The mascot, yet unnamed, should help bring attention to the armadillo’s plight, even if it looks nothing like the real thing. The three-banded armadillo is brown with brown highlights, with a few more hints of brown. Having a mascot accurately capture that reality would defeat the purpose, hence the Pokemon character to the right. The only thing real armadillos have with Pokemon is the ability to make themselves into a ball.
Brazil legend Ronaldo was at today’s unveiling in Rio de Janeiro:
“I’m delighted to welcome such an important member to the 2014 team,” said Ronaldo. “The mascot will play a key ambassadorial role in the next two years. I’m sure he will inspire many young football fans in Brazil and all over the world with the great passion which he has for the sport and for his country.”

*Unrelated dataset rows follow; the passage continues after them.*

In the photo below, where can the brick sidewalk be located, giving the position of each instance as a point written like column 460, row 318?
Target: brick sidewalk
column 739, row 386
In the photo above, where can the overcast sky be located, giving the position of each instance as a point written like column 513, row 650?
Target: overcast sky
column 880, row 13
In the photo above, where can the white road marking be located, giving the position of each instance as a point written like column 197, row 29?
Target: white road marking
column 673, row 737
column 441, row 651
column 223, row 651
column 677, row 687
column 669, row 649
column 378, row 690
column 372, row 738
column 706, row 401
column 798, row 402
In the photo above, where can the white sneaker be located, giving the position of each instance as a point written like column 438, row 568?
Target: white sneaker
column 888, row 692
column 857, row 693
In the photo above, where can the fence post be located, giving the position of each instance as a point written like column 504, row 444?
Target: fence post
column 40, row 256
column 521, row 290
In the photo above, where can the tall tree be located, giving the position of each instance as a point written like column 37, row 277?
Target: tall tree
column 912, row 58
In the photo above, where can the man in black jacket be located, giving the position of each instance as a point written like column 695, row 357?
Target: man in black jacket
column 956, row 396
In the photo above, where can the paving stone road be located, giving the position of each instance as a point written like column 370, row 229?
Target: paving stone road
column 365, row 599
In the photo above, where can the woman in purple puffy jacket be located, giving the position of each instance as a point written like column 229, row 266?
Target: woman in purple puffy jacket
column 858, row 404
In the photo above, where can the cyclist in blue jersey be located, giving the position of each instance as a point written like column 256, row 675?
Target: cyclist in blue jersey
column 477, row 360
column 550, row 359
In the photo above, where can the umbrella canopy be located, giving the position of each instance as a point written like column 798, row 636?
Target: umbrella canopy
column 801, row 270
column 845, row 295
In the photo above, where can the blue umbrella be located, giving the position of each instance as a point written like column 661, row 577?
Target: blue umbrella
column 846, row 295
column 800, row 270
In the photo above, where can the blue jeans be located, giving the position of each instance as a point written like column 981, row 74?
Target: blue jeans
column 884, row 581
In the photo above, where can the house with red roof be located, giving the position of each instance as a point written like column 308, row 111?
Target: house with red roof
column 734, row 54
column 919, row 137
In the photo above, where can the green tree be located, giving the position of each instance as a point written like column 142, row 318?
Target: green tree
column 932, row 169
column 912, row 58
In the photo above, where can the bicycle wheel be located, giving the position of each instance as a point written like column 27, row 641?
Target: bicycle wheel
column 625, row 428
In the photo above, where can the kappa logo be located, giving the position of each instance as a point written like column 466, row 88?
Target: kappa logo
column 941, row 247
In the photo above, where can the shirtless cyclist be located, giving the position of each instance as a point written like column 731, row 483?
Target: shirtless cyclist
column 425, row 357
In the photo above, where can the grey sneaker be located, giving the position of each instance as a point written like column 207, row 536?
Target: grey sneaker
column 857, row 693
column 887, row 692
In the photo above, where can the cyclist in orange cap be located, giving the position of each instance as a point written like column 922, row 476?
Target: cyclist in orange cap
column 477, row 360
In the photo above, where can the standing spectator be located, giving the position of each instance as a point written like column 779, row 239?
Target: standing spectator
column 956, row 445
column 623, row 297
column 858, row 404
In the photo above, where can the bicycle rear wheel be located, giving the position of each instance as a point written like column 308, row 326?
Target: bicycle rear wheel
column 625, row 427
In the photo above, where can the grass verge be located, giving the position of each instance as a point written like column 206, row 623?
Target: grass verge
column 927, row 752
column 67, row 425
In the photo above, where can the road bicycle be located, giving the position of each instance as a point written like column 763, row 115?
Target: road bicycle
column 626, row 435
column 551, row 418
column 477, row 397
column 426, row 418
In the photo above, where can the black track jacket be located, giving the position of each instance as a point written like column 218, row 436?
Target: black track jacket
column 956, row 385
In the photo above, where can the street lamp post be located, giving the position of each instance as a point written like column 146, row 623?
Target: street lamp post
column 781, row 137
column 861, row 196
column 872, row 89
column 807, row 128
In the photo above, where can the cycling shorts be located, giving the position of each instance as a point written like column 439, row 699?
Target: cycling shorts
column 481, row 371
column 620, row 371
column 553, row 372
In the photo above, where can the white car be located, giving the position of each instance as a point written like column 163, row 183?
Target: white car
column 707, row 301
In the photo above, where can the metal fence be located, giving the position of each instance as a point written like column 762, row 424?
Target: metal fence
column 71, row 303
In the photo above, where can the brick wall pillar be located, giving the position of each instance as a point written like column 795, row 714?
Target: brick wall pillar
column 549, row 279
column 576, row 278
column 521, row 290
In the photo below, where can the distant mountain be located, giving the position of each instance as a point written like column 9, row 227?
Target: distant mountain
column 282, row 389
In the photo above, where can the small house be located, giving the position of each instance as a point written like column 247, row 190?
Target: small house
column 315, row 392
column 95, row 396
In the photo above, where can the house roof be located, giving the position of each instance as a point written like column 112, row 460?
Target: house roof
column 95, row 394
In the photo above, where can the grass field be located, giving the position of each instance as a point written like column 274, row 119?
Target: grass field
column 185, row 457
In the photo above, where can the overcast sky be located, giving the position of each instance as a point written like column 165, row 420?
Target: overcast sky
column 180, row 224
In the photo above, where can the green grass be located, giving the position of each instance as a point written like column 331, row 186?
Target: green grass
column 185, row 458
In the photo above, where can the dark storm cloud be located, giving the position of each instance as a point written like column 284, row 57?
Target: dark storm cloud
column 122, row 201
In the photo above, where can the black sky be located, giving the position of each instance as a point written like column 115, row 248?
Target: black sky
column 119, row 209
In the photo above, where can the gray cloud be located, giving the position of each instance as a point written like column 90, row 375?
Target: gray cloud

FIFA Secretary General Jerome Valcke was also on hand. Not surprisingly, he emphasized how significant it was for a group of affluent men from Zurich to change the world through mascots:
“The fact that the three-banded armadillo is a vulnerable species is very fitting,” said FIFA Secretary General Jérôme Valcke. “One of the key objectives through the 2014 FIFA World Cup is to use the event as a platform to communicate the importance of the environment and ecology. We are glad to be able to do so with the help of a mascot who I’m sure will be much-loved, not only in Brazil, but all over the world.”
Now all we need is a name. Brazilians will get to choose from one of three options: Amijubi, Fuleco and Zuzeco. Voting closes mid-November.